Monday, December 17, 2012
Kimball Christmas Cards
If you aren't visiting Amid Amidi's site 365 Days of Ward Kimball, you're missing out on some beautiful art. Currently, there's lots of Christmas related artwork.
During his talk on Kimball at the Ottawa International Animation Festival last September, Amidi made it a point to say that Kimball's style was evolving towards more modern graphics in the 1940s. The above cards (1945 on top and 1946 on the bottom) are great examples of the turn Kimball's style was taking. Both are, of course, well drawn. But while the 1945 card is conventional in its use of perspective and structure, the '46 card breaks away from realistic perspective and revels in flattening out shapes. While UPA would animate this stylistic approach a couple of years later, Kimball was prepared to do so but wouldn't get the chance until Melody, Toot Whistle Plunk and Boom and the TV episodes he directed for the Disneyland series in the 1950s.
Like you said, Mark, the cards are valuable documents that chart Kimball's developing graphic style. At the time that Kimball drew the 1946 card, he was animating "Pecos Bill" and there was a certain amount of concern around the studio that he was trying to do "Brotherhood of Man"-style animation. He clearly wasn't, but he had been vocal about his appreciation of the short, which unnerved people like director Clyde Geronimi.
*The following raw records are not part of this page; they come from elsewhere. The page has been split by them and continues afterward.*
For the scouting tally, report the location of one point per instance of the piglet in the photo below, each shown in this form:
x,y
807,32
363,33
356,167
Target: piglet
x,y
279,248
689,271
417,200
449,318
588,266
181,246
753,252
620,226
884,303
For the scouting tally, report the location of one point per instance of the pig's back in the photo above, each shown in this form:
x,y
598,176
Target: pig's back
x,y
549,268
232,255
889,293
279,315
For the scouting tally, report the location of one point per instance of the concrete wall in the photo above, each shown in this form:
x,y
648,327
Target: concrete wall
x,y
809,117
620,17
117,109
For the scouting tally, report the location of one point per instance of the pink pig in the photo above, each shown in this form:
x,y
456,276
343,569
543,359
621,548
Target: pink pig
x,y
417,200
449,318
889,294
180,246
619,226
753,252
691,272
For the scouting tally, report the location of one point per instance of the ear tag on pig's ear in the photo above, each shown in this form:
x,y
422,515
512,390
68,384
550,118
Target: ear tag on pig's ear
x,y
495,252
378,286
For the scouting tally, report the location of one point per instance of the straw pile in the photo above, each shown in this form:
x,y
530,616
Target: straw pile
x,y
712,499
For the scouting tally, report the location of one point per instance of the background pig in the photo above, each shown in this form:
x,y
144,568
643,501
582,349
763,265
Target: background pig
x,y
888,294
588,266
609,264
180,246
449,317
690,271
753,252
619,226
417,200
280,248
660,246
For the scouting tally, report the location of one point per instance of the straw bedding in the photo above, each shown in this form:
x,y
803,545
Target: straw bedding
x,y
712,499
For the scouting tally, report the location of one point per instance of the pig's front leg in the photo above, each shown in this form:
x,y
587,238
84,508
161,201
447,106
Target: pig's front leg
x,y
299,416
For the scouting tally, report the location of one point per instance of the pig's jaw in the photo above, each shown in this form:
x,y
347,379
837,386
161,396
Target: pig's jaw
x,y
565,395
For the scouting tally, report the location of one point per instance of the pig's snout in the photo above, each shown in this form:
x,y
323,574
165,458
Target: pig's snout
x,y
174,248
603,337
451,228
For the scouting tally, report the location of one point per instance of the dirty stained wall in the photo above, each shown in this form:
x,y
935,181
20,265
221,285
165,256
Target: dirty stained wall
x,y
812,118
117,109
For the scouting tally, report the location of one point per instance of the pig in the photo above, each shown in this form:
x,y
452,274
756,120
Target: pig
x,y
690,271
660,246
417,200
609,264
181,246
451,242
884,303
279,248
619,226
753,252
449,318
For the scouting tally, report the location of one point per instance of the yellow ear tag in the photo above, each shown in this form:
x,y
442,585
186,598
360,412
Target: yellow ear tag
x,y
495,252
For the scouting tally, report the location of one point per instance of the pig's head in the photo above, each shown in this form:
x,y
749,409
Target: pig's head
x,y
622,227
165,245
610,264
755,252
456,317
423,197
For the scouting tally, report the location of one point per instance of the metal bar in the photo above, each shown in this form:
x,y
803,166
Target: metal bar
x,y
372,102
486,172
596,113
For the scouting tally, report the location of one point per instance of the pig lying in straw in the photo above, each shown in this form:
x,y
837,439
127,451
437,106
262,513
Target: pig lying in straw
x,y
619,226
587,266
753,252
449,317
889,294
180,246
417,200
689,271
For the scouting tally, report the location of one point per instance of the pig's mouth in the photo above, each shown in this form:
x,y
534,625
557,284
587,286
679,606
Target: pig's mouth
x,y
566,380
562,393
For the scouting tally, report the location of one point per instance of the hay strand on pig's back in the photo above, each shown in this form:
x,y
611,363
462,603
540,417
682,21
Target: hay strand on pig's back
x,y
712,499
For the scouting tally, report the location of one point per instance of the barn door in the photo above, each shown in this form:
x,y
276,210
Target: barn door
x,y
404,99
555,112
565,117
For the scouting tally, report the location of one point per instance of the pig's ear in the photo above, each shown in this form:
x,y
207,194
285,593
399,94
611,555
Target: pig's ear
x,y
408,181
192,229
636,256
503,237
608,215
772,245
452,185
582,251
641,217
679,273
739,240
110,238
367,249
ReplyDeleteGerry wasn't the only old school Disney guy unnerved by the changes in animation's evolving graphic style. Eventually, the fifties brought new guys such as Eyvind Earle, Dick Ung, Homer Jonas and Vic Haboush who would worry the old guard even more.
ReplyDeleteHowever, we kept pushing these changes, and you can see it even in the little "Wind Wagon Smith" short we made in the early sixties. Exciting times.